A. “The child protection system has been pushed to breaking point. In some places beyond breaking point because of the tremendous pressure that now exists within it.
“Not surprisingly, there is now difficulty recruiting and retaining social workers to work in child protection, and in recruiting and retaining paediatricians to work within that field. We have a system that in some areas has very little stability and that doesn’t make for a safe child protection service.
“The government is about to make it worse by making it more fragmented, by placing child protection in the market place and allowing private sector and for-profit organisations to come in and provide their services. This will further erode stability and it will further erode local partnership working across agencies, which is essential in child protection.”
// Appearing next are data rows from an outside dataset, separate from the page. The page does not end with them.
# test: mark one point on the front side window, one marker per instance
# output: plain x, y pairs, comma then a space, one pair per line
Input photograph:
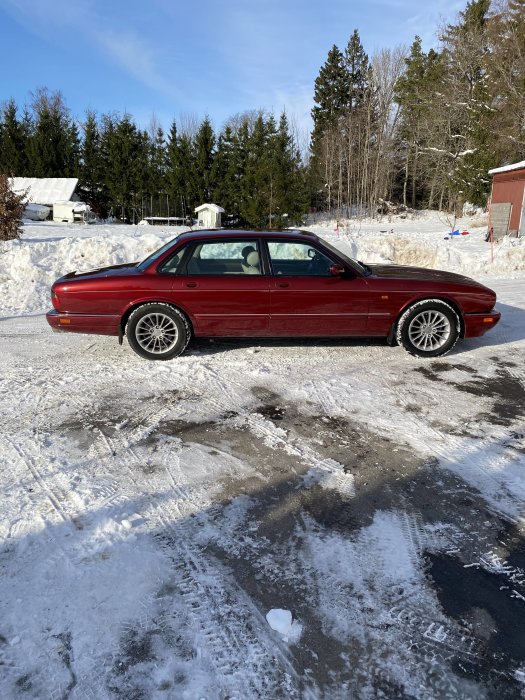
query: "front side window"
296, 258
225, 258
172, 264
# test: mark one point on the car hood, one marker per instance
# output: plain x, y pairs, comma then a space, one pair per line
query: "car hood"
111, 270
420, 273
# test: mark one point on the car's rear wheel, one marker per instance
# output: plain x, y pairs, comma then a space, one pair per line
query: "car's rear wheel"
158, 331
429, 328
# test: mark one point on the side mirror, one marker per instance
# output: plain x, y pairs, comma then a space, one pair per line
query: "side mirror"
336, 270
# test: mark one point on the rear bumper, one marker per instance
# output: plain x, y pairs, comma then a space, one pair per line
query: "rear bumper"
479, 324
83, 323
Q. Is the media’s treatment of Baby P’s story unique or will we see it happen again?
A. “I don’t think it is unique, I think it is exceptional. In two weeks’ time it will be the seventh anniversary of Peter’s death and here we are still talking about Baby P. Whenever there is any news story about child protection it is often linked back to Baby P.
“It is exceptional in the sense that it has had a very long run and it has been told very intensively. It is not unique because there are other children who attract media attention – Daniel Pelka, Hamzah Kahn, Khyra Ishaq etc.
“Who knows what terrible tragedy the media is going to give attention to. It seems to me it will just depend on what other news happens to be around at the time and whether this is going to fill the pages that the papers want to fill.”
Q. To what extent was the case driven by political agenda?
A. “The case was driven by an agenda that was largely set by the press, and that was enhanced by Mr Cameron making a political issue out of it. The Conservative party attacked Mr Brown as Prime Minister and Haringey as a Labour council.
“The press were running the story demanding sackings, Mr Cameron got on board with that and also demanded sackings. With the attention taken away from the police and the health service, it became almost exclusively focused on the social workers and their managers. It was the same type of coming together that we have heard about in Leveson and the hacking trial of the press and politicians generating how a story is shaped and pursued.”
Q. What’s your response to the outcome of Leveson and the Hacking trial?
A. “My response is that I am very pleased that it was held and that it properly exposed some of the behaviours of the media. It also painted the picture of those networks of power involving the press and politicians and with some engagement from the police as well. “All of those dynamics were engrained in the shaping, telling and pursuit of the Baby P story. The Hacking trial has found some editors and journalists guilty of criminal offences but the trial showed that this behaviour seems to have been endemic within parts of the tabloid press in particular and needed to be exposed and it has been exposed.”
Q. Finally, what are the lessons to be learnt from the case of Baby P?
“One lesson for us as social workers is to be wary of accepting how we are presented in the media. One of the concerns around the Baby P tabloid story was that social workers came to believe that this was the right story and what actually happened.
“Social workers need to be more sceptical in terms of how they read about their colleagues and the judgements they then make.
“Secondly, social workers need to be collectively strong as a profession in terms of making sure that the realities of what they do and the work that they undertake are placed before the public. We’ve not been as strong at that as we could be.
“Thirdly, if the media sets up a story in a way that they set this up, with a degree of vindictiveness that generated a threat of violence towards individuals working within child protection, then it is not surprising that it is going to be more difficult to get people to do that work. I think there is some reflection that the tabloid press in particular and politicians need to do in terms of understanding how damaging they can be to finely tuned services like child protection. Undermining these services leaves children more vulnerable.”